PDF(Pubmed)
Abstract:
Hemifacial microsomia (HFM) is a rare congenital genetic syndrome primarily affecting the first and second pharyngeal arches, leading to defects in the mandible, external ear, and middle ear. The pathogenic genes remain largely unidentified. Whole-exome sequencing (WES) was conducted on 12 HFM probands and their unaffected biological parents. Predictive structural analysis of the target gene was conducted using PSIPRED (v3.3) and SWISS-MODEL, while STRING facilitated protein-to-protein interaction predictions. CRISPR/Cas9 was applied for gene knockout in zebrafish. In situ hybridization (ISH) was employed to examine the spatiotemporal expression of the target gene and neural crest cell (NCC) markers. Immunofluorescence with PH3 and TUNEL assays were used to assess cell proliferation and apoptosis. RNA sequencing was performed on mutant and control embryos, with rescue experiments involving target mRNA injections and specific gene knockouts. CDC27 was identified as a novel candidate gene for HFM, with four nonsynonymous de novo variants detected in three unrelated probands. Structural predictions indicated significant alterations in the secondary and tertiary structures of CDC27. cdc27 knockout in zebrafish resulted in craniofacial malformation, spine deformity, and cardiac edema, mirroring typical HFM phenotypes.
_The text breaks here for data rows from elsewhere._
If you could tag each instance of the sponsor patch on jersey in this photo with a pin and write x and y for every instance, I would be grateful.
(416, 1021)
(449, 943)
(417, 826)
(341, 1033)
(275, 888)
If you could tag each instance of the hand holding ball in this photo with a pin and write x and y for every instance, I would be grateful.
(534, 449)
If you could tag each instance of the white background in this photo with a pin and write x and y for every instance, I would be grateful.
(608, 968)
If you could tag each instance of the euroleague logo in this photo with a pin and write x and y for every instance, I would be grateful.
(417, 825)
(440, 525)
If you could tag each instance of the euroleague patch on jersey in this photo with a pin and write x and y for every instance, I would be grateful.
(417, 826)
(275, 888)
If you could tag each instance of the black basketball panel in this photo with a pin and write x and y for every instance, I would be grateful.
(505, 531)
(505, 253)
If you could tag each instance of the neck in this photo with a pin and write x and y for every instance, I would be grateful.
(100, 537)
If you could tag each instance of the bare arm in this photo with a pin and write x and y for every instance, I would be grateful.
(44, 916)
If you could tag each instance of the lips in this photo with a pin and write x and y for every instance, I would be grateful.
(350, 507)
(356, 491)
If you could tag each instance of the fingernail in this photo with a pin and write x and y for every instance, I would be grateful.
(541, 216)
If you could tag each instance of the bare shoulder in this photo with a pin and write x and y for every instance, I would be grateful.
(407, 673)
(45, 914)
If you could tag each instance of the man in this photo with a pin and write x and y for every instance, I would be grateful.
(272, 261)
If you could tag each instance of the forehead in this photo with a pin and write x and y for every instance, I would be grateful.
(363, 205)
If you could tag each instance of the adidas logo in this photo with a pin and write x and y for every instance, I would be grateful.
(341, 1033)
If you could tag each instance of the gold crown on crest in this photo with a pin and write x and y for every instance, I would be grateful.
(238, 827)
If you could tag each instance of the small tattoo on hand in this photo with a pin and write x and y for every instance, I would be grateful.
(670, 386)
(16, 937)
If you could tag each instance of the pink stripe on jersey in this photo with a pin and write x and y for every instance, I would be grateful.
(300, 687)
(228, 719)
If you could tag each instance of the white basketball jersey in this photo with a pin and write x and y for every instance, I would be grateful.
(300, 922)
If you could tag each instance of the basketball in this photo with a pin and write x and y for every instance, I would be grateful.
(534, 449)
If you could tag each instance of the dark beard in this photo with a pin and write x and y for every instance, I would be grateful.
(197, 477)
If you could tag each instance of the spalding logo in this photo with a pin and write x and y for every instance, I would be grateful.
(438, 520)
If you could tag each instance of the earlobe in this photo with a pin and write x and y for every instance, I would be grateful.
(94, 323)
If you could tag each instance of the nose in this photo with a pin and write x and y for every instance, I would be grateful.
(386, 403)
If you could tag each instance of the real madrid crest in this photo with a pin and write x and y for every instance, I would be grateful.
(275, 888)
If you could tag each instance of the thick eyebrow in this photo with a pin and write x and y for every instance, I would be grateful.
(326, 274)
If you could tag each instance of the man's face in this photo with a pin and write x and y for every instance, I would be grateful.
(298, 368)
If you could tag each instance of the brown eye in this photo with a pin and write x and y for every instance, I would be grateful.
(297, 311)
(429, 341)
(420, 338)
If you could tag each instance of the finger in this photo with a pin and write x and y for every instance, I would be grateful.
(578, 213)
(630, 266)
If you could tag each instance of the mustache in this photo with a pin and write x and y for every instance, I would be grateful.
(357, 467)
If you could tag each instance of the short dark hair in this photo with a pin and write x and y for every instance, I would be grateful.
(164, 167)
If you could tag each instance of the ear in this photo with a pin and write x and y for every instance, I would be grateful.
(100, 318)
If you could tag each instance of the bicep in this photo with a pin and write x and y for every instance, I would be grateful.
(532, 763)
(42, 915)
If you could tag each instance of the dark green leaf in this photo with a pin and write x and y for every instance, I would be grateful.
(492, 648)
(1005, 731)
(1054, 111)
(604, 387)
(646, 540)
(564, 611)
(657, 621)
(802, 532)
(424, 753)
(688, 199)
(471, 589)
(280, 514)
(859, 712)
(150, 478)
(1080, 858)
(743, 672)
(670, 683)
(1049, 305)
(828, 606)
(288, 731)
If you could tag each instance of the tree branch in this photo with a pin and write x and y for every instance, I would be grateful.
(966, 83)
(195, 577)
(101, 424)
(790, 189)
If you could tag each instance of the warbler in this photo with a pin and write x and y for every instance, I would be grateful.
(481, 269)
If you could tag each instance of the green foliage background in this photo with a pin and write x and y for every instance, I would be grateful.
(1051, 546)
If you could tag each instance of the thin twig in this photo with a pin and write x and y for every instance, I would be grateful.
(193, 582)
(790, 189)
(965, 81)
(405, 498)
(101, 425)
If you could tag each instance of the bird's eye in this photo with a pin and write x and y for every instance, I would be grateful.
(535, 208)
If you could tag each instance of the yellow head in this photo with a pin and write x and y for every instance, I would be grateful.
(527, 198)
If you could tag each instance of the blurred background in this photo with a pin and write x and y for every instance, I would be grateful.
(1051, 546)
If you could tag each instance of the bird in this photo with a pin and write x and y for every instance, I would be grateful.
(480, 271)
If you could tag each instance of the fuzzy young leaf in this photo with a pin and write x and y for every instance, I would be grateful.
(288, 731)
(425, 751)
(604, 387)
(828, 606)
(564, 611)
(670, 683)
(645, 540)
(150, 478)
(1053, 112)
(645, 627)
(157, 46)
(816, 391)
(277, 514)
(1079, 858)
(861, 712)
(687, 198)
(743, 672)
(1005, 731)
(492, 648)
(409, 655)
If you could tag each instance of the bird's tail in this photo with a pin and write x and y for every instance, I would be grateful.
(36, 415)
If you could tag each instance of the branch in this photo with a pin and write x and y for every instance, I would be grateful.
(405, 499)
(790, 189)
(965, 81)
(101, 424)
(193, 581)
Abnormalities in somatic cell apoptosis, reduced NCC proliferation in pharyngeal arches, and chondrocyte differentiation issues were observed in cdc27-/- mutants. cdc27 mRNA injections and cdkn1a or tp53 knockout significantly rescued pharyngeal arch cartilage dysplasia, while sox9a mRNA administration partially restored the defective phenotypes. Our findings suggest a functional link between CDC27 and HFM, primarily through the inhibition of CNCC proliferation and disruption of pharyngeal chondrocyte differentiation.
摘要:
HFM是一种罕见的先天性遗传综合征,主要影响第一和第二咽弓,导致下颌骨缺损,外耳,中耳。致病基因在很大程度上仍未被识别。对12个HFM先证者及其未受影响的生物亲本进行全外显子组测序(WES)。使用PSIPRED(v3.3)和SWISS-MODEL对靶基因进行了预测性结构分析,而STRING促进了蛋白质与蛋白质相互作用的预测。CRISPR/Cas9用于斑马鱼的基因敲除。采用原位杂交(ISH)检查靶基因和神经c细胞(NCC)标记的时空表达。使用PH3和TUNEL测定的免疫荧光来评估细胞增殖和凋亡。对突变和对照胚胎进行RNA测序,包括靶mRNA注射和特异性基因敲除的拯救实验。CDC27被鉴定为HFM的新候选基因,在三个不相关的先证中检测到四个非同义从头变异。结构预测表明CDC27的二级和三级结构发生了显着变化。斑马鱼cdc27基因敲除导致颅面畸形,脊柱畸形,心脏水肿,反映典型的HFM表型。体细胞凋亡异常,减少咽弓的NCC增殖,在cdc27-/-突变体中观察到软骨细胞分化问题。cdc27mRNA注射和cdkn1a或tp53基因敲除可显着挽救咽弓软骨发育不良,而sox9amRNA的给药部分恢复了有缺陷的表型。我们的研究结果表明CDC27和HFM之间存在功能联系,主要通过抑制CNCC增殖和破坏咽软骨细胞分化。